How To Save the World: Bolton v Gore
Two years after Bjorn Lomborg came up with his Copenhagen Consensus and but just one month after I wrote about it (coincidence? I think not), the US ambassador to the UN, John Bolton (not to be confused with Michael Bolton or Wilford Brimley and no, that's not a "Got Milk" photo), decided to do a similar exercise.
Too often at the UN, said Mr Bolton, “everything is a priority”. The secretary-general is charged with carrying out 9,000 mandates, he said, and when you have 9,000 priorities you have none.I agree that prioritization is important, and this was a good exercise to go through. I think it is a little misleading to say climate change isn't important just because it isn't a priority for the UN as the changes that would need to occur to go after global warming: gasoline tax, carbon tax/cap and trade system, research funding for alternative energy and carbon sequestering, are not really in the jurisdiction of the UN. On the other hand, I would agree that right now the places you can get the most bang for your buck helping the world are health and education.
So, over the weekend, Mr Bolton sat down with UN diplomats from seven other countries, including China and India but no Europeans, to rank 40 ways of tackling ten global crises.

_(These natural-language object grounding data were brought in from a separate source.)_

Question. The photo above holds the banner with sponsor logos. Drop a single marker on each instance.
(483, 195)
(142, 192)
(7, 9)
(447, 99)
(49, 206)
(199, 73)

The problems addressed were climate change, communicable diseases, war, education, financial instability, governance, malnutrition, migration, clean water and trade barriers.
Given a notional $50 billion, how would the ambassadors spend it to make the world a better place? Their conclusions were strikingly similar to the Copenhagen Consensus. After hearing presentations from experts on each problem, they drew up a list of priorities. The top four were basic health care, better water and sanitation, more schools and better nutrition for children. Averting climate change came last.